The screen cut to a still photograph. Against a backdrop of dark, star-scattered space, a blurry oval shape jumped out at us. It looked like it had once been brightly painted in rainbow colors, but now it was faded, singed, and pockmarked.

The picture changed to a close up. I could make out the ridges of the sinuous-looking hull, and the bolts lining the hatch. Was that a porthole at the edge of the shot?

Another picture, this time of the alien vessel resting in the cargo hold of a larger ship. An astronaut stood beside it for scale. It was only a few feet taller than her.

“It’s an escape pod,” I said.

“You watch too much Star Trek,” Ryan replied.

“Hush,” my mom ordered.

The screen cut back to the newscaster. “And that’s all we’ve got for now, but stay with us for continuing coverage,” she said. “For those of you just tuning in, an alien vessel has been discovered in the far reaches of our solar system, confirming that we are not alone in the galaxy…”

My mom stood up abruptly, looking unsettled. “Let’s go home,” she said. “I want to check on Allen.” My brother was old enough to stay home when he didn’t want to come over to Ryan’s place, but Mom was a big worrier even when she was high.

“You’re not staying tonight?” Ryan asked me.

I looked at my mom as she gathered her purse and car keys.
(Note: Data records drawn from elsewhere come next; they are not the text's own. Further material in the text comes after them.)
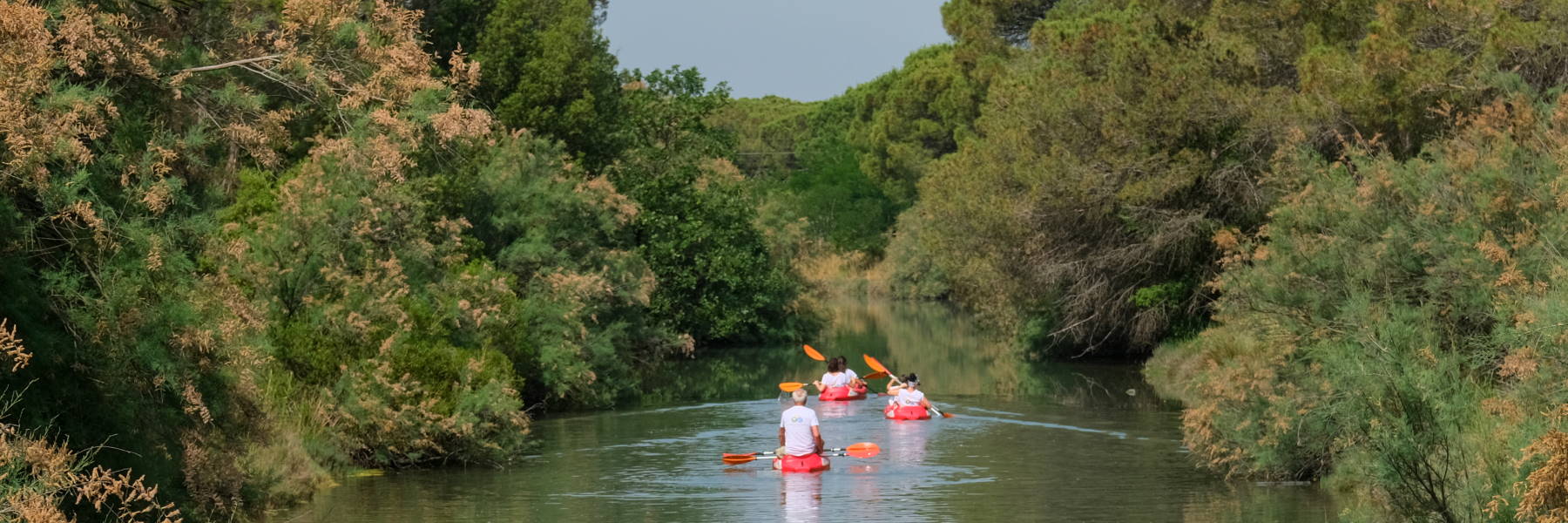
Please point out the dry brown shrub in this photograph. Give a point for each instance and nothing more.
(1544, 497)
(607, 197)
(1520, 363)
(11, 346)
(460, 121)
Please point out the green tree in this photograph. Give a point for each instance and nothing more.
(1101, 166)
(909, 117)
(549, 70)
(717, 278)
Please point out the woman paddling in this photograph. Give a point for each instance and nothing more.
(836, 385)
(907, 401)
(856, 385)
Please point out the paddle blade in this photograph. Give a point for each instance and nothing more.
(875, 364)
(862, 450)
(737, 459)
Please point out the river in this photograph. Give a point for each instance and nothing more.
(1034, 442)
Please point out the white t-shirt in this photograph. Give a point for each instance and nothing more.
(797, 423)
(909, 397)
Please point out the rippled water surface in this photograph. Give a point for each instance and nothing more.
(1029, 442)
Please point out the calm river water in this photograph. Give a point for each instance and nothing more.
(1029, 444)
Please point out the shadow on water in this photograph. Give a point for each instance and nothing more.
(954, 357)
(1035, 442)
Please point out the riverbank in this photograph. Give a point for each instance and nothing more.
(1038, 442)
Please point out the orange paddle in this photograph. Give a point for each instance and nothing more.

She was moving slow. Wobbly. Ryan followed my gaze and noticed it, too. A flash of sadness crossed his face.

“No, not tonight,” I said. He grunted in response and leaned back on the couch, turning up the volume on the television. His mom had already fallen back asleep. I held the door for my mom, making sure not to let any of the cats escape. “Bye.”

I got into the passenger seat of Mom’s tiny car, buckling my seatbelt. Mom wasted no time getting us on the road, squinting at the streetlights through the sun’s glare. I tried to ignore the pangs of nervousness, tiny explosions of anxiety in my chest that warned me I was not safe.

Mom blew past the meter and onto the freeway. She was a speed demon. We lived pretty far away, almost all the way downtown, but I couldn’t relax enough to look at my phone.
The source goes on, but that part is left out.